Pip: C'è un angolo della Liguria dove i confini di Stato sembrano quasi un'opinione — e Marina Lo Blundo e Davide Traverso lo percorrono borgo per borgo, valle per valle.
Mara: Questo episodio segue la Val Roja da entrambi i lati del confine: borghi di frontiera che hanno cambiato bandiera più volte, e un santuario affrescato che vale il viaggio da solo. Cominciamo con i borghi di confine.
Borghi di confine lungo la Val Roja
Pip: La Val Roja è una di quelle valli dove la geografia non ha mai smesso di fare a pugni con la politica — borghi che erano italiani, poi francesi, poi di nuovo contesi, ciascuno arroccato su un punto strategico come se la storia non fosse ancora finita.
Mara: Il post su Olivetta San Michele e Piène mette subito in chiaro la natura del territorio. Scrivono: "siamo su un crinale alle cui spalle si apre una valletta di oliveti e frutteti che sembra voler restare nascosta al mondo."
Pip: Un borgo che si nasconde dietro se stesso — e riesce pure nell'intento. Ma la cosa concreta è che Olivetta offre due passeggiate lungo il Bevera, tra fasce coltivate e mulini dimenticati, con una comunità di turisti nordeuropei che ha già scoperto quello che i liguri ancora ignorano.
Mara: Poco oltre, Piène racconta una storia ancora più stratificata. Il castello, attualmente in restauro, fu per secoli la posizione strategica più avanzata della Repubblica di Genova nella valle: "Fino al 1815, questo castello fu la posizione strategica più avanzata della Repubblica di Genova nella valle della Roya."
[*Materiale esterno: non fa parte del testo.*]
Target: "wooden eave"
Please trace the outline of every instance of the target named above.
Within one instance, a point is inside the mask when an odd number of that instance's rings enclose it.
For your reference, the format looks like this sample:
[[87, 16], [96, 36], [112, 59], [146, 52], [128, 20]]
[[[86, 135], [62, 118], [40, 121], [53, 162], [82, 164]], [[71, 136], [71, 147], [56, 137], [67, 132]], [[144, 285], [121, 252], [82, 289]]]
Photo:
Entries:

Pip: Inespugnabile per secoli, poi abbandonato nel 1815 quando la Repubblica di Genova fu ricongunta al Regno di Sardegna — la storia ha un senso dell'ironia tutto suo.
Mara: Risalendo la valle si arriva a Saorge, che il post dedica alle gole del Roja descrive come un paese che "sembra scaturire dalla roccia." Il monastero francescano del 1633, il borgo medievale con le targhe in dialetto a metà tra piemontese e ligure, e i danni ancora visibili della tempesta Alex del 2020 compongono un paesaggio carico di storia e di ferite recenti.
Mara: Breil-sur-Roya, primo centro francese risalendo la valle, è il soggetto di un altro pezzo. Nonostante il nome francese, il territorio non si distingue da quello ligure: oliveti su fasce, caruggi, chiese barocche. La chiesa romanica di Notre Dame du Mont, raggiungibile oltre la stazione, conserva la struttura tripartita del XII secolo con colonne tozze e capitelli romanici.
Pip: Breil è il luogo dove i confini si rivelano quello che sono — tracciati con la matita, come scrivono loro stessi.
Mara: La Brigue, o Briga Marittima, chiude il giro. Ceduta alla Francia nel 1947 dopo un referendum, conserva antichi portali in ardesia, la collegiata di San Martino con una Natività di Ludovico Brea, e i terrazzamenti dove fino al Cinquecento si coltivava la vite — un patrimonio che la tempesta Alex ha spinto alcune realtà locali a voler ripristinare.
Pip: E da La Brigue si arriva naturalmente all'altro tesoro della valle — quello che sta dentro una piccola chiesa affrescata.
Affreschi e meraviglia: Nôtre Dame des Fontaines
Mara: Il santuario di Nôtre Dame des Fontaines, già citato nel post su La Brigue come la Cappella Sistina delle Alpi Marittime, merita un pezzo tutto suo — e lo ha. Giovanni Canavesio e Giovanni Baleison hanno coperto quasi interamente le pareti di una piccola chiesa con oltre duecento metri quadri di affreschi.
Mara: La scena che colpisce di più è la Morte di Giuda: "Giuda morto per strangolamento e rottura del collo, ha gli occhi gonfi e prominenti. Il bianco delle orbite risalta sparato sui grigi, la lingua è fuori dalla bocca in un ghigno di abbandono, il volto è una maschera distorta di rughe e di esalazione dell'ultimo fiato."
Pip: Canavesio non aveva paura di guardare in faccia il lato più brutale della storia sacra — e il risultato è qualcosa che resta.
Mara: Quella scena è dimensionata appositamente per cedere il passo alla Crocifissione, che occupa lo spazio più ampio della navata. Il ciclo completo è datato 12 ottobre 1492 — un cartiglio sulla parete lo testimonia.
Pip: Una valle, confini ridisegnati più volte, borghi che resistono e affreschi che durano da cinque secoli — c'è una certa coerenza in tutto questo.
Mara: La Val Roja continua ad avere molto da raccontare. La prossima volta, magari, ci addentriamo nei sentieri che collegano i versanti.